In a modernized warehouse, robots are used to fetch the goods. Careful planning is needed to ensure that the robots reach their destinations without crashing into each other. Of course, all warehouses are rectangular, and all robots occupy a circular floor space with a diameter of 1 meter. Assume there are N robots, numbered from 1 through N. You will get to know the position and orientation of each robot, and all the instructions, which are carefully (and mindlessly) followed by the robots. Instructions are processed in the order they come. No two robots move simultaneously; a robot always completes its move before the next one starts moving. A robot crashes with a wall if it attempts to move outside the area of the warehouse, and two robots crash with each other if they ever try to occupy the same spot. Input The first line of input is K, the number of test cases. Each test case starts with one line consisting of two integers, 1 <= A, B <= 100, giving the size of the warehouse in meters. A is the length in the EW-direction, and B in the NS-direction. The second line contains two integers, 1 <= N, M <= 100, denoting the numbers of robots and instructions respectively.
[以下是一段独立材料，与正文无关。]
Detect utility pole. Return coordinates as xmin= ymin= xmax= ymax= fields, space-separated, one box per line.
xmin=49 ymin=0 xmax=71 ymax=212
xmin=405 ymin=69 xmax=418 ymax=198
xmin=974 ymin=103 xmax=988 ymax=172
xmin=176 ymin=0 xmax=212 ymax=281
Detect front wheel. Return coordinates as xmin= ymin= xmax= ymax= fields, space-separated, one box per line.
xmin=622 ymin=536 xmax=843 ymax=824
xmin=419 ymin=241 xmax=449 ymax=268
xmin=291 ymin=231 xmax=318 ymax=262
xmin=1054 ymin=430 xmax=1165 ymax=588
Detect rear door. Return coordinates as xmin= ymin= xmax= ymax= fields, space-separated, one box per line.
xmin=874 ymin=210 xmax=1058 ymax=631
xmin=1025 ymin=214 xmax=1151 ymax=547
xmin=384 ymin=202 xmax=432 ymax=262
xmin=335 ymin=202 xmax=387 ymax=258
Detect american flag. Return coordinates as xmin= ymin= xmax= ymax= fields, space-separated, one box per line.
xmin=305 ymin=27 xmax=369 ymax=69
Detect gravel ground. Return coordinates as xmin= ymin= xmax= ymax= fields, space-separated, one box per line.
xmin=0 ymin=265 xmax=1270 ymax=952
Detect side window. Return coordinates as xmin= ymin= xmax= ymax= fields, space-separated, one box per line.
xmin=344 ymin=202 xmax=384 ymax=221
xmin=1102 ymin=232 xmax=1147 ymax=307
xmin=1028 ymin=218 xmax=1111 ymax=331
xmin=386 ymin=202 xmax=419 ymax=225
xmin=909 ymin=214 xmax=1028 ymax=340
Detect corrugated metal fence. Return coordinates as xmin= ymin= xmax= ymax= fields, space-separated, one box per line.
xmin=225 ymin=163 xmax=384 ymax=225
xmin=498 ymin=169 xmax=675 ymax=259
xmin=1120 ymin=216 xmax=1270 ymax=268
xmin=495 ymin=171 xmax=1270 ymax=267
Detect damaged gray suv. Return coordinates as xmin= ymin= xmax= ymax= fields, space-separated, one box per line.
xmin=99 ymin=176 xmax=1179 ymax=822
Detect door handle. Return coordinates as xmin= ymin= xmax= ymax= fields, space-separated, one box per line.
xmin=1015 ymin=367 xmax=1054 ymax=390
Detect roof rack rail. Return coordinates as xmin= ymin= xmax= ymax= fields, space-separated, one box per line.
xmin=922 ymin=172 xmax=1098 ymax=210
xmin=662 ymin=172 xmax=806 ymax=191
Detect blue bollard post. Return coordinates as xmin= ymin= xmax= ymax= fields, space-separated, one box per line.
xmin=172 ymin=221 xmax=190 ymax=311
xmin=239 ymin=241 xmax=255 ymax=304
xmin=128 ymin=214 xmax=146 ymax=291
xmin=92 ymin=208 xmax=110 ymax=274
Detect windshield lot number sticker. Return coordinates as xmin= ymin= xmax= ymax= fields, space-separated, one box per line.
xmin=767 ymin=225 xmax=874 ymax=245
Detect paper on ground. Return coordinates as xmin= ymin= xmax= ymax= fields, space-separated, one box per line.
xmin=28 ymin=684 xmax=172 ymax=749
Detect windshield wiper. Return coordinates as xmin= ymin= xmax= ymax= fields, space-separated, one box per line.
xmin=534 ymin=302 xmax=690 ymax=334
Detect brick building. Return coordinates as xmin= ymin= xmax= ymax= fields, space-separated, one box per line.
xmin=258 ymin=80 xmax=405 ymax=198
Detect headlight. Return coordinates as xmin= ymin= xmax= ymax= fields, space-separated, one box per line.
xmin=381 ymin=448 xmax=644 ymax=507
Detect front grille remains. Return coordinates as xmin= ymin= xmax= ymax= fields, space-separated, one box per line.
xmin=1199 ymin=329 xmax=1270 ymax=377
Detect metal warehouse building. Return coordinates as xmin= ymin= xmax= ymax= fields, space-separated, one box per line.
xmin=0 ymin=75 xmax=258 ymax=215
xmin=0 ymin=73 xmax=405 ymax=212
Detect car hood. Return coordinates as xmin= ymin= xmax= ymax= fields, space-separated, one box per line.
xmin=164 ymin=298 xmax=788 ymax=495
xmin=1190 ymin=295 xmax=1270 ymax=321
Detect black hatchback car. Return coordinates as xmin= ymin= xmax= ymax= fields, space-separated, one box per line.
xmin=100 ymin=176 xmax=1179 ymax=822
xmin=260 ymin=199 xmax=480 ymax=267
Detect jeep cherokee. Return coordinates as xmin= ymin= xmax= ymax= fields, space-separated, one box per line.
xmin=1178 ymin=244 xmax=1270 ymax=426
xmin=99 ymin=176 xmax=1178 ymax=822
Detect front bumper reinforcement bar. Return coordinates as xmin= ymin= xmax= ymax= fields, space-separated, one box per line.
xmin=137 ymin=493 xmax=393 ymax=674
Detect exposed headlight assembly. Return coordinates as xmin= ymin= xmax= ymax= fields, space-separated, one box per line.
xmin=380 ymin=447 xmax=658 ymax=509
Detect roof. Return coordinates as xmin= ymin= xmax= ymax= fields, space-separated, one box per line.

Then follow N lines with two integers, 1 <= Xi <= A, 1 <= Yi <= B and one letter (N, S, E or W), giving the starting position and direction of each robot, in order from 1 through N. No two robots start at the same position. Figure 1: The starting positions of the robots in the sample warehouse Finally there are M lines, giving the instructions in sequential order. An instruction has the following format: < robot #> < action> < repeat> Where is one of L: turn left 90 degrees, R: turn right 90 degrees, or F: move forward one meter, and 1 <= < repeat> <= 100 is the number of times the robot should perform this single move. Output Output one line for each test case: Robot i crashes into the wall, if robot i crashes into a wall. (A robot crashes into a wall if Xi = 0, Xi = A + 1, Yi = 0 or Yi = B + 1.) Robot i crashes into robot j, if robots i and j crash, and i is the moving robot. OK, if no crashing occurs. Only the first crash is to be reported. Sample Input 4 5 4 2 2 1 1 E 5 4 W 1 F 7 2 F 7 5 4 2 4 1 1 E 5 4 W 1 F 3 2 F 1 1 L 1 1 F 3 5 4 2 2 1 1 E 5 4 W 1 L 96 1 F 2 5 4 2 3 1 1 E 5 4 W 1 F 4 1 L 1 1 F 20 Sample Output Robot 1 crashes into the wall Robot 1 crashes into robot 2 OK Robot 1 crashes into robot 2

第一次写这么长的模拟题把，思路很简单，但是两天才完全搞定，我是跟着思路一步一步来的，这次的坑点主要在

if  else 语句上的失败，

举个例子

if（ok1）

if（ok2）

else

{

}

我原本的意思是想要分三种情况，而上述代码却执行了两种情况，找了半天才找出来。

还有一个也是 if 语句，举个例子

if（dir=='n'）

{

somefunction()...

}

if(dir=='e')

{

...

}

也不能用if，而要用else if

因为可能第一个操作导致dir变成了e，而又执行下一个操作。

注意到这点其他的没什么可说的了，按步骤赖就行。当然我的代码还没优化，可以自己优化。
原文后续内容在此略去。